Make ReGenesees Digest Externally Calibrated Weights

Enables ReGenesees to provide correct variance estimates of (functions of) calibration estimators, even if the survey weights have not been calibrated by ReGenesees.

ext.calibrated(data, ids, strata = NULL, weights,
               fpc = NULL, self.rep.str = NULL, check.data = TRUE,
               weights.cal, calmodel, partition = FALSE, sigma2 = NULL)

Arguments

data	The same as in function `e.svydesign`.
ids	The same as in function `e.svydesign`.
strata	The same as in function `e.svydesign`.
weights	The same as in function `e.svydesign`.
fpc	The same as in function `e.svydesign`.
self.rep.str	The same as in function `e.svydesign`.
check.data	The same as in function `e.svydesign`.
weights.cal	Formula identifying the externally calibrated weights.
calmodel	The same as in function `e.calibrate`.
partition	The same as in function `e.calibrate`.
sigma2	The same as in function `e.calibrate`.

Details

Owing to ReGenesees's ability to provide proper variance estimates for (complex functions of) calibration estimators, some users may be tempted to exploit ReGenesees in the estimation phase even if they did not use ReGenesees for calibration.

This result cannot be achieved naively, by simply passing to ReGenesees function e.svydesign the survey data and supplying the externally calibrated weights through its weights argument.

Indeed, variance estimation methods of ReGenesees's summary statistics functions (svystatTM, svystatR, svystatS, svystatSR, svystatB, svystatQ, svystatL and svystat) are dispatched according to the class of the input design object:

If the design object is un-calibrated (i.e. its class is ‘analytic’), variance formulas are appropriate to Horvitz-Thompson estimators (and functions of them).
If the design object is calibrated (i.e. its class is ‘cal.analytic’), variance formulas are appropriate to Calibration estimators (and functions of them).

Therefore, the naive approach of passing the externally calibrated weights weights.cal to e.svydesign as if they were initial or design weights cannot succeed, since it would result in HT-like variance estimates, leading generally to variance overestimation (with bigger upward bias for variables that are better explained by the calibration model).

Function ext.calibrated has been designed exactly to avoid the aforementioned pitfalls and to allow ReGenesees provide correct variance estimates of (functions of) calibration estimators, even if the survey weights have been calibrated externally by other software.

Argument weights.cal identifies the externally calibrated weights of the units included in the sample.

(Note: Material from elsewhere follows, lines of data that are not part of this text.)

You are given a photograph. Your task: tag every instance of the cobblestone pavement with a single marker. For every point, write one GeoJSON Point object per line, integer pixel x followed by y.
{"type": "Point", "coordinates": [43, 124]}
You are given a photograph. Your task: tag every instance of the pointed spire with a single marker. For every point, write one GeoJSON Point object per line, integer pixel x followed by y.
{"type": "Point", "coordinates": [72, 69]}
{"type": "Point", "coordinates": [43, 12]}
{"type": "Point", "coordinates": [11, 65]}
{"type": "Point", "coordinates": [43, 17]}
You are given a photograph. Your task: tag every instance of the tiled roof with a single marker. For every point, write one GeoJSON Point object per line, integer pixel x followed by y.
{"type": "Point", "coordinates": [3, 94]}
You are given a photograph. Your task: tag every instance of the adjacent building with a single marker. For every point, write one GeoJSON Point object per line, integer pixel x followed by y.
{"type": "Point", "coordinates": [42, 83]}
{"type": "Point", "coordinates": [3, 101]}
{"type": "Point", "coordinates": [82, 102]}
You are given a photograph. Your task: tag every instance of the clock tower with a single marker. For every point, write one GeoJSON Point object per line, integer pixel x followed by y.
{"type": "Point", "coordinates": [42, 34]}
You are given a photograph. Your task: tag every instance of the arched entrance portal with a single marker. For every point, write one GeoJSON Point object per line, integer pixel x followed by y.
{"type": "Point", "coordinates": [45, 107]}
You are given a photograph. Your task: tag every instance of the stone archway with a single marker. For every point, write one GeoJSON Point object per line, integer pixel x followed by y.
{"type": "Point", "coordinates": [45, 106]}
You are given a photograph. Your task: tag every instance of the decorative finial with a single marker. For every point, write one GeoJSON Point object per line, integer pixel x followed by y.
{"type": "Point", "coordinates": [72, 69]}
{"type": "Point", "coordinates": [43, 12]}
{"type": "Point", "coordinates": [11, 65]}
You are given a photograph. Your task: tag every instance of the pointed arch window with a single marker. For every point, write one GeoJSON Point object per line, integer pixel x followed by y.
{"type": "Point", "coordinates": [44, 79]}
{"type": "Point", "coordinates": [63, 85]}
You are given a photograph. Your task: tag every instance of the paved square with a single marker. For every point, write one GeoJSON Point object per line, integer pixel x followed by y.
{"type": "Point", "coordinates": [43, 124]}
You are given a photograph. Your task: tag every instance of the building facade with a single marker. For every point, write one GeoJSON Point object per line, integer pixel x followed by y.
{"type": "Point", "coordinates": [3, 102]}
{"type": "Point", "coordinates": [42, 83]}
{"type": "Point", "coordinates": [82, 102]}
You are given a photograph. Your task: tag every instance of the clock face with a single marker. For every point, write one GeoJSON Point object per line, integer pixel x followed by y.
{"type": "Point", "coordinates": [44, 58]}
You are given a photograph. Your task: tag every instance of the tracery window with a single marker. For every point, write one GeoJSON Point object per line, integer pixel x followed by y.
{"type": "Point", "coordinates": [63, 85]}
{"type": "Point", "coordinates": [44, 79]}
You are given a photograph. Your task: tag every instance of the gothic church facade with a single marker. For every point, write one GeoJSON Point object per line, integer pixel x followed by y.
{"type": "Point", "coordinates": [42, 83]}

The data variable referenced by weights.cal must be numeric. Currently, only positive externally calibrated weights can be handled (see the dedicated section below).

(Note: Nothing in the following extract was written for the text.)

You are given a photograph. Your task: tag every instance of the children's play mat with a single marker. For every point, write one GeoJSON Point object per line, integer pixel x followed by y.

Other arguments to ext.calibrated derive either from function e.svydesign or from function e.calibrate. The former serve the purpose of passing the survey data and the corresponding sampling design metadata, the latter are meant to tell ext.calibrated how the externally calibrated weights have been obtained.

What if externally calibrated weights happen to be negative?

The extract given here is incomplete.